Murdered Salvadoran, Pope Paul VI raised to sainthood

Murdered Salvadoran, Pope Paul VI raised to sainthood
  • Both men have been hailed by Pope Francis for their courage in turbulent times and their dedication to social justice and the downtrodden
  • Among those present in the ceremony were El Salvadoran president Salvador Sanchez Ceren, Chile’s president Sebastian Pinera and Spain’s Queen Sofia

VATICAN CITY: Pope Francis raised slain Salvadoran archbishop Oscar Romero and Pope Paul VI to sainthood on Sunday in a ceremony at the Vatican attended by tens of thousands of pilgrims.
“We declare and define Paul VI and Oscar Arnulfo Romero Galdamez... to be saints and we enrol them among the saints, decreeing that they are to be venerated as such by the whole church,” Francis said, before the crowds broke into wild applause.

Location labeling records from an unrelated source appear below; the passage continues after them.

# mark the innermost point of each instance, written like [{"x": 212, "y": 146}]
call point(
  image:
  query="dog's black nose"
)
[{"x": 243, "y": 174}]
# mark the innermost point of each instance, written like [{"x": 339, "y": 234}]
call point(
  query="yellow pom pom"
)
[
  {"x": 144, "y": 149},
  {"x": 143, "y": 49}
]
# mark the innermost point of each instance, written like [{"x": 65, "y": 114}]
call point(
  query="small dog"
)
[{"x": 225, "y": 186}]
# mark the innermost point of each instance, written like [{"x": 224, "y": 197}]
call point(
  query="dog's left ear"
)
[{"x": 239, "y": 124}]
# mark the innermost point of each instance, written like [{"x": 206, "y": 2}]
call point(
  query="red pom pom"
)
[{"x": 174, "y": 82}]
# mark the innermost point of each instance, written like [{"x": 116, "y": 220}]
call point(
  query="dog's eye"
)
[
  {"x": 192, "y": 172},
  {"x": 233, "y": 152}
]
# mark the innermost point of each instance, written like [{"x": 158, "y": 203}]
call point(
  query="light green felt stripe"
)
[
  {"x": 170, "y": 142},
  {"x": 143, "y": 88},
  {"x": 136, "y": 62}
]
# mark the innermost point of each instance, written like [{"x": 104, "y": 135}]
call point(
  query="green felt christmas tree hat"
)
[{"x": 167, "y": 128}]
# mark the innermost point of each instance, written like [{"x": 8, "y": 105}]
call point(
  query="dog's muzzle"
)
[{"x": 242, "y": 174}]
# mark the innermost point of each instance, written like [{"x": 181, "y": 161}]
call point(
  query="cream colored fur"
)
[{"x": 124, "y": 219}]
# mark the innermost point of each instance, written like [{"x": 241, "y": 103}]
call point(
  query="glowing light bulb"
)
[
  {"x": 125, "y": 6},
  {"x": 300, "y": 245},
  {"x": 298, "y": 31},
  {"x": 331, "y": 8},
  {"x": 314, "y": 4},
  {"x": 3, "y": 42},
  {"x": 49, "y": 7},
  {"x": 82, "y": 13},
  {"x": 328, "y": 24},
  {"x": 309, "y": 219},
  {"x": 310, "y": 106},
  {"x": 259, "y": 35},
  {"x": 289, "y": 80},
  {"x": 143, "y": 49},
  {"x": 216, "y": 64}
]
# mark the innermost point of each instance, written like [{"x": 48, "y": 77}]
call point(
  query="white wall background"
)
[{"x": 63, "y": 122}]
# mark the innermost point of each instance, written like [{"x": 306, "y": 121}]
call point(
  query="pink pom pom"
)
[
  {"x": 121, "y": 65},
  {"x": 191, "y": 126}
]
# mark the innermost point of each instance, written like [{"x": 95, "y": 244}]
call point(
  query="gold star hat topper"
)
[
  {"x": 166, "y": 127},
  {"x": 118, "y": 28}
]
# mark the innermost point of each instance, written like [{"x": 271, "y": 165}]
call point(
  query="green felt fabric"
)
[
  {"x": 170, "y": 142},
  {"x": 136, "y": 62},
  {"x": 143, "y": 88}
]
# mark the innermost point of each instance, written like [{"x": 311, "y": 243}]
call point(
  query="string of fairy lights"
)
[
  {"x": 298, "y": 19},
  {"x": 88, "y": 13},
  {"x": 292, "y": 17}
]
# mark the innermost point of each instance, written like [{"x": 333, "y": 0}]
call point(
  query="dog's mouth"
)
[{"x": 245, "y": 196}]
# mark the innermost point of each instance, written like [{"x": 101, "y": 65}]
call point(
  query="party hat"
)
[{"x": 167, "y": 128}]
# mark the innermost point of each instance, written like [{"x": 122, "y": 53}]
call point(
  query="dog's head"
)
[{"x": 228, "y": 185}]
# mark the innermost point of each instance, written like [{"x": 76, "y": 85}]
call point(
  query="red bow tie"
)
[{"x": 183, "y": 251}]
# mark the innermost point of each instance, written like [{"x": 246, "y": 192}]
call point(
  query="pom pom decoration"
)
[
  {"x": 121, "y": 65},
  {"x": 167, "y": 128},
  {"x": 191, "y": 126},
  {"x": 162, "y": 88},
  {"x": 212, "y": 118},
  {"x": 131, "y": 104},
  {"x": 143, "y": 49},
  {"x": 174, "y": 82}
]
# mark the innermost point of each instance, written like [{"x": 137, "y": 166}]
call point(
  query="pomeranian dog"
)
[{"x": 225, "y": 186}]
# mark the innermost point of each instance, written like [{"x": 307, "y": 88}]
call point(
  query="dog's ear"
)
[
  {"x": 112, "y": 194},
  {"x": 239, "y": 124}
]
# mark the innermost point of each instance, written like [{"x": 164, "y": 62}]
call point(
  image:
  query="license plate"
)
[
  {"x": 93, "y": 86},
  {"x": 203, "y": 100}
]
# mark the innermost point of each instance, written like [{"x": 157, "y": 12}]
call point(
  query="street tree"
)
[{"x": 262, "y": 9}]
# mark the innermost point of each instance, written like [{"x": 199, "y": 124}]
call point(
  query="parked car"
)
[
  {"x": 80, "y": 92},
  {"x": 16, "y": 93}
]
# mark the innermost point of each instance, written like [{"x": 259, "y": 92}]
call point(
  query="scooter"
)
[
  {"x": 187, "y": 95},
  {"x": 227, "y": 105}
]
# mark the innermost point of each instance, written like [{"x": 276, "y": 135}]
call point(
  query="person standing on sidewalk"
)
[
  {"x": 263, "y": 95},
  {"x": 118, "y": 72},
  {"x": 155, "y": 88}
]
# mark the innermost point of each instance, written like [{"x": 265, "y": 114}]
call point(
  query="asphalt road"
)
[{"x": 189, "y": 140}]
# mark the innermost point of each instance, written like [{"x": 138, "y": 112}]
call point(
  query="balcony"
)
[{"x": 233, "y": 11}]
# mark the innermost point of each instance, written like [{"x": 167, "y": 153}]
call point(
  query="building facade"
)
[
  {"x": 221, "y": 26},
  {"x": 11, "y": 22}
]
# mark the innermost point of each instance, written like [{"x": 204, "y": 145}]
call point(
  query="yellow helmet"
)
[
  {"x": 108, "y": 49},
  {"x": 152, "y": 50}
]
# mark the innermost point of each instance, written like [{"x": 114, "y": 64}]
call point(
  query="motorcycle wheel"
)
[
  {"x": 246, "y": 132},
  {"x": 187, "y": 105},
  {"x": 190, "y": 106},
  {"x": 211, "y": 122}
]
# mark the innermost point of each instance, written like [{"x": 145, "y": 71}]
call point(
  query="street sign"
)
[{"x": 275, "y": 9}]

The pair were elevated to the highest position in the Roman Catholic Church along with five others, including an Italian orphan who died of bone cancer aged 19 and a German nun.
Relics of each new saint were carried to the altar — part of a bone for Romero and the shirt Paul VI was wearing when he was stabbed in an assassination attempt at Manila airport in 1970.
Among those present were El Salvadoran president Salvador Sanchez Ceren, Chile’s president Sebastian Pinera and Spain’s Queen Sofia.
Francis was wearing a blood-stained rope belt which belonged to Romero, who stood up for peasant rights in the face of a right-wing backlash and was murdered at the altar in 1980.
The pontiff was also to use a chalice and pastoral staff belonging to Paul VI in a canonization being seen as a reminder of Francis’s call for “a poor church for the poor.”
Both men have been hailed by Francis for their courage in turbulent times and their dedication to social justice and the downtrodden.